Navegar en la noche y la bruma

 



 

Teódulo López Meléndez

 

El mundo en que vivimos es de alta complejidad, uno donde unidad y diversidad deben darse la mano. El origen unitario de la vida nos obliga a la concepción de un humanismo global hacia un comunitarismo de entendimiento y aceptación de la diversidad. La diversidad del mundo nos obliga a revalorizar la solidaridad en un gran gesto de conciencia. Este tiempo vive la ruptura. Hay que darle respuestas.

 

Es menester una pluralidad de ángulos de visión que la urgencia de encontrar una certidumbre sepultó. Ya no se requiere un corpus homogéneo, lo que se requiere es un intercambio fluido y permanente de diversas comprensiones. Algunos hablan de ofrecer no una mirada sistemática sino sintomática. Hablamos sobre una realidad, no sobre la inmortalidad del cangrejo. Sin pensamiento democrático renovado la tendencia será fuerte al enfrentamiento y al totalitarismo.

La sociología del conocimiento nació porque se daba por sentada la relación esencial entre pensamiento y sociedad. Temas políticos y filosóficos entremezclados están ya en Lao Tse o en el profeta Isaías. La cultura griega es prolija para estos ejemplos. Al fin y al cabo, hablar sobre la Polis era un método de decir y escuchar lenguajes. sociales.
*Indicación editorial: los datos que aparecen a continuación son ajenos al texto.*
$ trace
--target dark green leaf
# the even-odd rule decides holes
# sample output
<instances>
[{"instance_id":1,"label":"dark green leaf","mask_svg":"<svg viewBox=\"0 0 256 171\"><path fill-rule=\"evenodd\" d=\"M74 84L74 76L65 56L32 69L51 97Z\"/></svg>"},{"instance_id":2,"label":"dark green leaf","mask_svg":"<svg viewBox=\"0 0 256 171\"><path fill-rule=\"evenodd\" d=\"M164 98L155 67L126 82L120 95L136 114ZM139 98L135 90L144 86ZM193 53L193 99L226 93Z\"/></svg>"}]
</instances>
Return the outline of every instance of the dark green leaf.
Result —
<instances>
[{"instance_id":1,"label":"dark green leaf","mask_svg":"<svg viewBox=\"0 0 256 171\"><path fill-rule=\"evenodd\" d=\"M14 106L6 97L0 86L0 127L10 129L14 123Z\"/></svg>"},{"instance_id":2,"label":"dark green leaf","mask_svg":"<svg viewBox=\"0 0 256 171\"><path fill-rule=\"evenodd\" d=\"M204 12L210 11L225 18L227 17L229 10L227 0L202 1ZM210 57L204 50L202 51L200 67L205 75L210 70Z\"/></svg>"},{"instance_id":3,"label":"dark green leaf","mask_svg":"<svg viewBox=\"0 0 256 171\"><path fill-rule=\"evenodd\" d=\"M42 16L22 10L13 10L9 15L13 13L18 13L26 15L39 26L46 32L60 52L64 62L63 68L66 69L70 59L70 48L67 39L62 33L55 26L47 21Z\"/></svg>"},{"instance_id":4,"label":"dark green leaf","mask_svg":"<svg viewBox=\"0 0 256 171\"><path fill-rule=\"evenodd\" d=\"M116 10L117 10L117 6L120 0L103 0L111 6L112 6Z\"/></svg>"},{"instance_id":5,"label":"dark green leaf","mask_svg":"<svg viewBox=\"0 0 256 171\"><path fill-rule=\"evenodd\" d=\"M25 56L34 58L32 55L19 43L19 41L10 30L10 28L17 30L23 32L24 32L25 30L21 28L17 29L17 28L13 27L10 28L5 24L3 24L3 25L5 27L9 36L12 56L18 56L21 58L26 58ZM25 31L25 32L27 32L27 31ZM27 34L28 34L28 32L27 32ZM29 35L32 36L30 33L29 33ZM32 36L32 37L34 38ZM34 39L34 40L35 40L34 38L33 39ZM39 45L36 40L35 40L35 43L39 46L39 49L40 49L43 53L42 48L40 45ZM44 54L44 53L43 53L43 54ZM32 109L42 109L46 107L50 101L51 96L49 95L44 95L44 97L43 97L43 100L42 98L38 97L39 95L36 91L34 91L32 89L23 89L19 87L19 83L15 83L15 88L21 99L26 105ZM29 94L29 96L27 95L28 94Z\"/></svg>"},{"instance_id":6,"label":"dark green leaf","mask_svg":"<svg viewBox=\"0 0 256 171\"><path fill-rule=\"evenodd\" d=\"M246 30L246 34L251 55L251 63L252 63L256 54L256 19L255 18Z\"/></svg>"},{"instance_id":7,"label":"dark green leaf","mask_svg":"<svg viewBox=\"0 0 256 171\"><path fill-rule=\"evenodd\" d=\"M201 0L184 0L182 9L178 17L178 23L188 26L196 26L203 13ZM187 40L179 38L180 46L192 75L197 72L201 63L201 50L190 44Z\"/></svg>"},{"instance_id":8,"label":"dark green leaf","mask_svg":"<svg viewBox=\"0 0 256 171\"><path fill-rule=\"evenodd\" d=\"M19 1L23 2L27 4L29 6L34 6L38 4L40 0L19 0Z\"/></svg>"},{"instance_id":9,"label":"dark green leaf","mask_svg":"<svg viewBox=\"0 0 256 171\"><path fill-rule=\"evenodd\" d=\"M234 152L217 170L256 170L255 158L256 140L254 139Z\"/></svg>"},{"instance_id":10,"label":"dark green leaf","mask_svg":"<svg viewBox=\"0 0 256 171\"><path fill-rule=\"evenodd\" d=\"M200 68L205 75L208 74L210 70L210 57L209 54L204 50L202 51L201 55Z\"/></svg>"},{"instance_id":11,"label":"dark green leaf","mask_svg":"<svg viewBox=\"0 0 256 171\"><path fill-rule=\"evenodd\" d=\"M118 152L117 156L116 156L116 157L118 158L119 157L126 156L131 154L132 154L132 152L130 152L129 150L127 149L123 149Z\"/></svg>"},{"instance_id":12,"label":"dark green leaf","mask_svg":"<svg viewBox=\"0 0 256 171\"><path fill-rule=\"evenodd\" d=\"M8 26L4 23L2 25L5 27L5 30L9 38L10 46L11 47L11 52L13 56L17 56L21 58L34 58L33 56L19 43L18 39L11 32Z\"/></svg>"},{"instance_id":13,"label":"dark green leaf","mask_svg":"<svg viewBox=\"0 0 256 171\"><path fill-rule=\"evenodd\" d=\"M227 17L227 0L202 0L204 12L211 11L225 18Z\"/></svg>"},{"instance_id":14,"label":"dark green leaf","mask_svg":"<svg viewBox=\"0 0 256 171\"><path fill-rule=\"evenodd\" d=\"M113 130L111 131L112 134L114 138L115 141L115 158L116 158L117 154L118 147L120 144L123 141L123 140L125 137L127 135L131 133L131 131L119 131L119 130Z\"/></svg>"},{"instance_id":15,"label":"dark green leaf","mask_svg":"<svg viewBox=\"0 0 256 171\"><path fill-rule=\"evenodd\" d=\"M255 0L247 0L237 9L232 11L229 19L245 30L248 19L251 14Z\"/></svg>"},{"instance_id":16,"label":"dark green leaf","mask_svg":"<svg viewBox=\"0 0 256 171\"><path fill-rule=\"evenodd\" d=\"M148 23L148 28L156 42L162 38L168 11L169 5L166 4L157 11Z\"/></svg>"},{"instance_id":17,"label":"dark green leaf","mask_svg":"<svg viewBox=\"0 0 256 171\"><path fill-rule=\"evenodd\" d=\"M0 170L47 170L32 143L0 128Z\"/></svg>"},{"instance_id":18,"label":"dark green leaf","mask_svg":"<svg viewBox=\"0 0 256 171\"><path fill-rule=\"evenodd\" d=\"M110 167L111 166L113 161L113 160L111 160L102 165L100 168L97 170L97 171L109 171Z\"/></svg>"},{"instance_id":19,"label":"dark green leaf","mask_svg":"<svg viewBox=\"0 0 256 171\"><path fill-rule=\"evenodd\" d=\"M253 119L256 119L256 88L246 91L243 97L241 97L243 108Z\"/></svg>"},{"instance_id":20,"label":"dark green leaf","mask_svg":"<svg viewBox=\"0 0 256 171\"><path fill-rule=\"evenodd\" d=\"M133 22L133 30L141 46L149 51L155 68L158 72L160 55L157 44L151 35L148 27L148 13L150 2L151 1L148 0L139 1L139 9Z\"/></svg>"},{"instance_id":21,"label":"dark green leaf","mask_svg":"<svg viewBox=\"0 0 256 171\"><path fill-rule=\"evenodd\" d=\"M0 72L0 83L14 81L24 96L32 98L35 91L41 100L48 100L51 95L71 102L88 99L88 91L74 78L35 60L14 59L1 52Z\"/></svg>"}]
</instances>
O el uso de la tragedia como expresión de las aporías de la ciudad.

Bobbio nos es útil cuando señala las tres preguntas filosóficas básicas: ¿Qué me cabe esperar?, ¿Cómo debo de actuar?, ¿Qué puedo saber? Quizás estas sean exactamente las tres preguntas que no se están haciendo sobre la política y por ello no genera ideas y se hunde en el estancamiento político.

En medio de la actual crisis de transición el pensamiento es rechazado y los políticos no ejercen lo político, no recurren a la forma de conocimiento superior que permita hacer inteligible la realidad política. Tal vez el quid se encuentre en una racionalización efectista de la práctica política y en una consecuencia de la llamada muerte de las ideologías, sin darse cuenta que lo que esto último implica no es el abandono de un corpus de ideas sino una libertad adicional para afrontar los problemas concretos sin tapaojos.

En apoyo a mis constantes exigencias de un pragmatismo con ideas, hoy se acepta que resulta imposible establecer previsiones de tipo nomológico-deductivo y ni siquiera regularidades de larga duración en el camino de la política. Y muchos menos son susceptibles de verificación, medición o cuantificación. Todo conocimiento político a ofrecerse lo he definido, también hasta el cansancio, como una interrogación ilimitada. Para medirse con la creciente complejidad de las exigencias de la política de esta etapa de transición habría que usar la expresión del filósofo vienés Otto Neurath (Philosophical Papers) sobre la nave en situación de circularidad, que habla de cómo los marineros se empeñan en reparar la nave en mar abierto, sosteniéndose sobre viejas estructuras e imposibilitados de llevarla al muelle para proceder a reconstruirla.

Parecemos ensimismados en sacar cuentas. Edgar Morin dejó dicho: “En este final de milenio, la nave-Tierra navega en la noche y la bruma. Estamos ante la gran aventura desconocida. Nuestras esperanzas, sin ser en tanto que utópicas, son improbables. Pero lo improbable ha tenido siempre su azar histórico. En la historia hemos visto a menudo, ¡qué pena!, que lo posible se convierta en imposible y podemos presentir que las más ricas posibilidades humanas sean todavía imposibles de realizar. En ocasiones hemos visto que lo improbable se produce más que lo probable. Sepamos pues esperar lo inesperado y trabajemos por lo improbable”.